Frequently Asked Questions

+Is GEHC stock a buy right now?

Yes, GEHC looks like a Buy right now. The company has a record $21.8B backlog, a 1.07x trailing 12-month book-to-bill ratio, and meaningful free cash flow, but investors should expect some margin volatility as tariffs and supplier issues work through the model.

+What is GEHC's fair value?

GE HealthCare's fair value is $88. We arrive there by weighing its 13.9x forward earnings multiple, the company’s backlog-supported revenue base, and the mix shift toward higher-growth PDx and higher-margin AVS, while still discounting the near-term margin pressure in PCS and Imaging.

+Why did GEHC's margins weaken in 2026?

Margins weakened because tariffs, inflation, and supplier friction hit the cost structure, while PCS and Imaging absorbed the most pressure. In Q1 2026, adjusted EBIT margin fell to 13.5% from 15.0% a year earlier, and management lowered full-year EBIT margin guidance to 15.4%-15.7%.
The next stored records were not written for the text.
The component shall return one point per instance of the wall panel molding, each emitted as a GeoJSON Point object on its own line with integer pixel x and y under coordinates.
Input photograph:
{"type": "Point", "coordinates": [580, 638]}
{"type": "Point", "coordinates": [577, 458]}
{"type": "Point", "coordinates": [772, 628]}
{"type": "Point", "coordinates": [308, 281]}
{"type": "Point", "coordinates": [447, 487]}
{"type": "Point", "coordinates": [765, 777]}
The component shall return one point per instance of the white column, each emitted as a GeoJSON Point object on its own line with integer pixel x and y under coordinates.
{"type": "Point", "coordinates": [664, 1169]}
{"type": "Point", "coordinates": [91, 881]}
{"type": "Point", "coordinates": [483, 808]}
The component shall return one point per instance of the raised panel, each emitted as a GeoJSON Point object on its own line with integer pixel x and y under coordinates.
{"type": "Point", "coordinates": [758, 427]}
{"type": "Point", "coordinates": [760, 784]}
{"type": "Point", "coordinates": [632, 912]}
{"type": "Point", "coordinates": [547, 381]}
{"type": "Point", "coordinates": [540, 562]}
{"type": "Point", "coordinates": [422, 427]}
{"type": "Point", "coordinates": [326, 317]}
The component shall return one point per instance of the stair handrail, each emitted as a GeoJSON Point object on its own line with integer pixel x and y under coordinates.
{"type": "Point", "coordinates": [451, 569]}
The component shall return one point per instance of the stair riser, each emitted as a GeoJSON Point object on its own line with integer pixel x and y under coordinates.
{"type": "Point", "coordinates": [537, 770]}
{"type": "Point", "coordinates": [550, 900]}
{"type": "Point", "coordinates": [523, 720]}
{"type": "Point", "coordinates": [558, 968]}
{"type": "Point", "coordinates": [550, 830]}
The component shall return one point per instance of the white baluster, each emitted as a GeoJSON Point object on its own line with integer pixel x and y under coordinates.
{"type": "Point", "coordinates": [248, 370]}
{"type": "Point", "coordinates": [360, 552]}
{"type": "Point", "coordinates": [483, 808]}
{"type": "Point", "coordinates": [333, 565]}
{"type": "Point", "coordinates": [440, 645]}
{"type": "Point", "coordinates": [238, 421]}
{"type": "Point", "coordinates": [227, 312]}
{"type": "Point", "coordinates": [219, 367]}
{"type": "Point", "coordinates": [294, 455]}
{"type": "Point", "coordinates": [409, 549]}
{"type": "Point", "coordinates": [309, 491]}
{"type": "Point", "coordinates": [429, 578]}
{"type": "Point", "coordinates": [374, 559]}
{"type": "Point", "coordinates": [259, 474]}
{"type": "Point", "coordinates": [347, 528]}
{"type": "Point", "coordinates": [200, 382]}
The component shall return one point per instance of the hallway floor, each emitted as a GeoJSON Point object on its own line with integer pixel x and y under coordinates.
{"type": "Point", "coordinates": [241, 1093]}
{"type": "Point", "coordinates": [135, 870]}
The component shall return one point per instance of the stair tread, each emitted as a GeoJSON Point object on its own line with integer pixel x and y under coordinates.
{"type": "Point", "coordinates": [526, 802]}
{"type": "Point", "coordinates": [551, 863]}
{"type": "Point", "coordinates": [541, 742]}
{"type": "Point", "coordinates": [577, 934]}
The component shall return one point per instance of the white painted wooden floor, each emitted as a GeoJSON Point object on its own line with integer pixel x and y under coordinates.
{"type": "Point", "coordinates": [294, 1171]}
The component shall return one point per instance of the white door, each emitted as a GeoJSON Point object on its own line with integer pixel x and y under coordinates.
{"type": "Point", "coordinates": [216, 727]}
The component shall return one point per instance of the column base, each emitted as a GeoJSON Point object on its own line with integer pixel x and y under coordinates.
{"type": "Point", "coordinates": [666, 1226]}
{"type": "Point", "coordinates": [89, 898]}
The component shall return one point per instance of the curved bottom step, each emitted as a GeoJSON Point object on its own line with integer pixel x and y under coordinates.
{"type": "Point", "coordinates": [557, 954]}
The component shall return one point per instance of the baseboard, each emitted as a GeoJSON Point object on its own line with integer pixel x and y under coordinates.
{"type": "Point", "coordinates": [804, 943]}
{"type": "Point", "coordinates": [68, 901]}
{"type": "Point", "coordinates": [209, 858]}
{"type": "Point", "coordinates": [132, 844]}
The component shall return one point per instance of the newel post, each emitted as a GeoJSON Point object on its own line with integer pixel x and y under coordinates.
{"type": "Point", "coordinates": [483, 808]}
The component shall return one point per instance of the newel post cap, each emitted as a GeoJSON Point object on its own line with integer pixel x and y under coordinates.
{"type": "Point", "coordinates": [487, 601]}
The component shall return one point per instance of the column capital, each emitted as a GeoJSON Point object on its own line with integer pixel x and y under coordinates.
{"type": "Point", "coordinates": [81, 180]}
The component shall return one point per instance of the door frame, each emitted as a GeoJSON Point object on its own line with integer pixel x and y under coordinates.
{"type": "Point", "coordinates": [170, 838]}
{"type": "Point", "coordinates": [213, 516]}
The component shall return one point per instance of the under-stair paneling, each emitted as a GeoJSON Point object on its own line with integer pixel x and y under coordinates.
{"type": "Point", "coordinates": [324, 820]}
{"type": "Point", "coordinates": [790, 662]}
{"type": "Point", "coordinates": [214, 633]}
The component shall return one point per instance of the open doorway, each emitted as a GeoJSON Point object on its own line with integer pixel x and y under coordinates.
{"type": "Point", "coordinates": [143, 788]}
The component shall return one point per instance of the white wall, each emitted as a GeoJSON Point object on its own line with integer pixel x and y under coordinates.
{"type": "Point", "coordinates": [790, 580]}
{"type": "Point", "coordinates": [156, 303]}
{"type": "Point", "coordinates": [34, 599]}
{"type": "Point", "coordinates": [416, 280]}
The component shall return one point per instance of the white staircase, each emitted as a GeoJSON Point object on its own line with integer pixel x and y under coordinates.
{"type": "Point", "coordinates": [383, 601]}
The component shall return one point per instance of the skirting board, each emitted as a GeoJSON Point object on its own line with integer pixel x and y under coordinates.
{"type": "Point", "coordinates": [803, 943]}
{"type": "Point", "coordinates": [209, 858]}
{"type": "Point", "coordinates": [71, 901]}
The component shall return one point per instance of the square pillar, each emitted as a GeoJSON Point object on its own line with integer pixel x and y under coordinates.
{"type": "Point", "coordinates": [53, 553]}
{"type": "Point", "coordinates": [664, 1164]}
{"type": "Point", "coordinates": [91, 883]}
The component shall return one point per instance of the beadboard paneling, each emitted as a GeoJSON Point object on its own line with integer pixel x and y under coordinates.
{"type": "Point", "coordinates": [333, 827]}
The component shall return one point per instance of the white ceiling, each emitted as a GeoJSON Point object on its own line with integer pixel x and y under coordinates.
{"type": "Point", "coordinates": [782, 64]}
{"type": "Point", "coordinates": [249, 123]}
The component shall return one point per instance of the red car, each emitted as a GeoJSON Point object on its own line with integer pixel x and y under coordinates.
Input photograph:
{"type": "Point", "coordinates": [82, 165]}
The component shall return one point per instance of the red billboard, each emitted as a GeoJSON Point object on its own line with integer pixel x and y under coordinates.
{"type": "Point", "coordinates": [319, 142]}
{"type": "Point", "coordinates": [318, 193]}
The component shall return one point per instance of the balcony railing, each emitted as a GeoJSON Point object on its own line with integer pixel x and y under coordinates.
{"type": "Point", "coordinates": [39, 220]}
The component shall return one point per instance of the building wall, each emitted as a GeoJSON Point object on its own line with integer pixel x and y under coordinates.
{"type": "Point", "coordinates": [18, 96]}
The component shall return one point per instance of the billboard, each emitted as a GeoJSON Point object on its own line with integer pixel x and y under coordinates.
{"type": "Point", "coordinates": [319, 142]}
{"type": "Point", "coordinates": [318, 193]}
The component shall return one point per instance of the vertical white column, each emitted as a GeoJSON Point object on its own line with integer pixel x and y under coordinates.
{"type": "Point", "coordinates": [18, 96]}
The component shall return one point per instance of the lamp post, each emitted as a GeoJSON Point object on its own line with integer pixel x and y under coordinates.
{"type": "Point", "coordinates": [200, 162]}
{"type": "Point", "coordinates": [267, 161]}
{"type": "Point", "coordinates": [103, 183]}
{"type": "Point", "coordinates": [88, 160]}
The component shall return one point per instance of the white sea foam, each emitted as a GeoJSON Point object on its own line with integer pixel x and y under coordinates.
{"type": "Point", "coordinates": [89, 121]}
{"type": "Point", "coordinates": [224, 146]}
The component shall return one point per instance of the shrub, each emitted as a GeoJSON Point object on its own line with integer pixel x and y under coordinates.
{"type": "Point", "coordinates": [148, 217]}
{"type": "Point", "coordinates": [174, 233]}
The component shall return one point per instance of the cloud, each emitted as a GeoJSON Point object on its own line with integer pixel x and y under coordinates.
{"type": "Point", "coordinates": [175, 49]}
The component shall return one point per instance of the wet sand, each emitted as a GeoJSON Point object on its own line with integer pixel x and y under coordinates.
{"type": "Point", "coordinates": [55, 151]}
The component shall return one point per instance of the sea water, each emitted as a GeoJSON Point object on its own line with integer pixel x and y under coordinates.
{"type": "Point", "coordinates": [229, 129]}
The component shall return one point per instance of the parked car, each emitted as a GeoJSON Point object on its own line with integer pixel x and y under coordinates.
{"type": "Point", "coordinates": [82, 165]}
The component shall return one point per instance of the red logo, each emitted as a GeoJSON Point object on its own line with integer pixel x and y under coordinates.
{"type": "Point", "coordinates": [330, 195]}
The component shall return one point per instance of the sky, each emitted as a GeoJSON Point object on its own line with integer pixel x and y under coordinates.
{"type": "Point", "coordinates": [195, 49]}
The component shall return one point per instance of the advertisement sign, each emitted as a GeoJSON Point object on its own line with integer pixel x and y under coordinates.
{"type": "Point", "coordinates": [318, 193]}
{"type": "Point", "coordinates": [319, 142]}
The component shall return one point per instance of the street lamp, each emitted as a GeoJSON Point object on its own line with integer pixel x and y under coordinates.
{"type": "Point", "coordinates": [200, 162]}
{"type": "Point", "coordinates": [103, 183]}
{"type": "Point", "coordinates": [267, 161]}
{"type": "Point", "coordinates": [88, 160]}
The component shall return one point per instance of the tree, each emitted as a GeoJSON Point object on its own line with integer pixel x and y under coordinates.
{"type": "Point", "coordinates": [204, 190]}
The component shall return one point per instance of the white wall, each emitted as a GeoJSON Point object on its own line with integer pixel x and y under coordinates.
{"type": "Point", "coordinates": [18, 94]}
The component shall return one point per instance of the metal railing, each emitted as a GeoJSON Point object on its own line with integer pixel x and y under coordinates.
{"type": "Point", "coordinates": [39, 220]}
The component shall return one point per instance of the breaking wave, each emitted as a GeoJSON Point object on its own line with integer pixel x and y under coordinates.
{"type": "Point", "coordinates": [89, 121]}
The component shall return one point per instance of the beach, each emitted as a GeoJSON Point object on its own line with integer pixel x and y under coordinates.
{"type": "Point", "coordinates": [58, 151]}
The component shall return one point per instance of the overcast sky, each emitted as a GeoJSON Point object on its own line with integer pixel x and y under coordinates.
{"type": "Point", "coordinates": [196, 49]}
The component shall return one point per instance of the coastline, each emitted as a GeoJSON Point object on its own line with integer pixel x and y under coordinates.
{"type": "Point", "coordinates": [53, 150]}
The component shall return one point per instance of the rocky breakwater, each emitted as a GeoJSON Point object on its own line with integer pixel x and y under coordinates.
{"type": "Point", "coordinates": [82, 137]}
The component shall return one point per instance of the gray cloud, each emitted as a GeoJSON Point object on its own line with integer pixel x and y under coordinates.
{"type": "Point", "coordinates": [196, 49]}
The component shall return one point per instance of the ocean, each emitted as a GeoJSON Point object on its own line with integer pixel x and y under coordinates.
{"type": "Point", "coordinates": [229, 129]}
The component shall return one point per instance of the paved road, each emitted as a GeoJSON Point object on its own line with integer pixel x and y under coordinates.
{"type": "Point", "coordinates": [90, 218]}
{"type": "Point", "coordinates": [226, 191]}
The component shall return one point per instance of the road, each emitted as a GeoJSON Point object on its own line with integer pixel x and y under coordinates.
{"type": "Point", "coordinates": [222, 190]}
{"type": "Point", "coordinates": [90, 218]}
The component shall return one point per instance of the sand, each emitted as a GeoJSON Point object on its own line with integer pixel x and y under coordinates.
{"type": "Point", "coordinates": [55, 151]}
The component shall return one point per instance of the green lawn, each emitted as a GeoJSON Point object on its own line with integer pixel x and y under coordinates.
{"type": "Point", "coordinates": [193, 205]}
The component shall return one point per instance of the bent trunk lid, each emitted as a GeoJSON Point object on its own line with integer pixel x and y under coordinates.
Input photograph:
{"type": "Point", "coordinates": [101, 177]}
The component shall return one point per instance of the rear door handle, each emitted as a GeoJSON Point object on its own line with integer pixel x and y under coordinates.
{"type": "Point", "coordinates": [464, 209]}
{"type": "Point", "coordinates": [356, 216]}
+Which GEHC segment is growing the fastest?

Pharmaceutical Diagnostics is the clearest growth engine, with Q1 2026 revenue up to $770M and organic growth of 9.7%. AVS is also strong, posting 4.4% organic growth and a 22.3% EBIT margin, while PCS remains the weakest segment.

+What is the biggest risk to GEHC stock?

The biggest risk is that margin recovery takes longer than expected, especially if tariffs, supplier issues, and delayed PCS installations keep weighing on profitability. PCS EBIT fell to just $10M in Q1 2026, showing how quickly execution issues can hit earnings.